Énergie solaire au Burkina Faso : une trajectoire maintenue malgré un contexte sécuritaire difficile
Historiquement dépendant des importations d’électricité, le Burkina a fait du solaire un pilier de sa politique énergétique. Depuis la mise en service de la centrale de Zagtouli en 2017 comme 1er projet solaire connecté au réseau national, le pays a multiplié les initiatives pour attirer les investisseurs privés et développer son marché.
Alors que le Burkina Faso fait face à une crise sécuritaire prolongée et à une transition politique incertaine, le secteur énergétique solaire affiche une vitalité remarquable. Dans un pays sous pression, la multiplication des projets d’énergies renouvelables soutenus par des développeurs privés, des bailleurs de fonds multilatéraux et les autorités nationales dessine les contours d’une résilience énergétique en construction.
Une série d’annonces malgré les risques
Le 29 juillet 2025, le français Qair a sécurisé un financement de 17,2 millions d’euros pour développer une centrale solaire de 18 MW à Dédougou. Le montage associe un prêt de 11,2 millions d’euros de la banque de développement des Pays-Bas (FMO) et un appui concessionnel de 6 millions € du SEFA, le fonds de la Banque africaine de développement pour les projets verts. Ce projet adossé à un accord d’achat d’électricité de 25 ans avec SONABEL fait suite à la centrale de Zano (24 MW) inaugurée en décembre 2023.
Qair n’est pas seul à parier sur le pays ouest-africain. Gutami Holding prévoit 150 MWc d’énergie solaire avec 50 MW de stockage à livrer d’ici 2027. De son côté, AMEA Power a mis sous tension 26,6 MW de capacité solaire à Zina en mai 2024. À Donsin, un projet de 25 MW avec 5 MW/20 MWh de stockage sera financé par la China Eximbank. Axian complète la liste des développeurs actifs, avec l’acquisition de 95% des parts d’une centrale de 30MWc située à Nagréongo.
Une architecture énergétique structurée
Cette dynamique s’appuie sur une architecture mixte réunissant institutions financières internationales (FMO, SEFA, BOAD, SFI, Eximbank Chine, etc.), producteurs indépendants (Qair, Gutami, AMEA Power, Axian, etc.) et opérateur national (SONABEL), qui continue d’assurer un rôle central malgré les turbulences politiques et les contraintes opérationnelles.
L’État a de son côté posé des jalons industriels clairs, en soutenant la production locale via Faso Energy et en conditionnant les importations solaires depuis 2024. Selon le Global Solar Council, le pays disposait de 200 MW installés fin 2024. Ce chiffre pourrait atteindre 225 MW dès 2026. À cela s’ajoute une stratégie d’électrification rurale ambitieuse, avec un objectif de 50% de couverture en zone rurale d’ici 2028, contre 5,49% en 2022.
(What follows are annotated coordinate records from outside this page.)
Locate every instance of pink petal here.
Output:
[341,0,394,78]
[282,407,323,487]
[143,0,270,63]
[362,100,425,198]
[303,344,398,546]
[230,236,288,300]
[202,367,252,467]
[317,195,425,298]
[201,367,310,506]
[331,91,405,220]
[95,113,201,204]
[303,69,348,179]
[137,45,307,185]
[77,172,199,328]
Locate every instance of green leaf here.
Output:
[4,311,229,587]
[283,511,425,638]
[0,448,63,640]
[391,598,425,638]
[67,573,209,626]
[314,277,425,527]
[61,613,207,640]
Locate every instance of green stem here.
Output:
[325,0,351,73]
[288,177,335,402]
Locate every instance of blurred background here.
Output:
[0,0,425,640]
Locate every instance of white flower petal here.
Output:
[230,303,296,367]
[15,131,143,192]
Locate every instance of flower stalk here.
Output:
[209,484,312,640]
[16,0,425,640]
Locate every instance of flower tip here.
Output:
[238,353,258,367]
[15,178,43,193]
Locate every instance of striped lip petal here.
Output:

Une stratégie énergétique qui se poursuit malgré la crise sécuritaire
Depuis 2015, le Burkina Faso fait face à une crise sécuritaire liée au terrorisme dans le Sahel. Le pays comptait plus de 2 millions de déplacés internes en 2023 selon le Bureau de la coordination des affaires humanitaires des Nations Unies. Après deux coups d’État en 2022, une nouvelle charte a prolongé la transition de l’actuel régime jusqu’en 2029. Le retrait de la CEDEAO, puis de l’OIF, marque une rupture avec les cadres régionaux.
Malgré tous ces chocs, la stratégie énergétique nationale tient. Dans ce contexte, le solaire n’est plus seulement une solution énergétique, il devient un marqueur de stabilité et un levier de souveraineté. La régularité des projets prouve qu’un secteur peut fonctionner, même lorsque les repères institutionnels vacillent.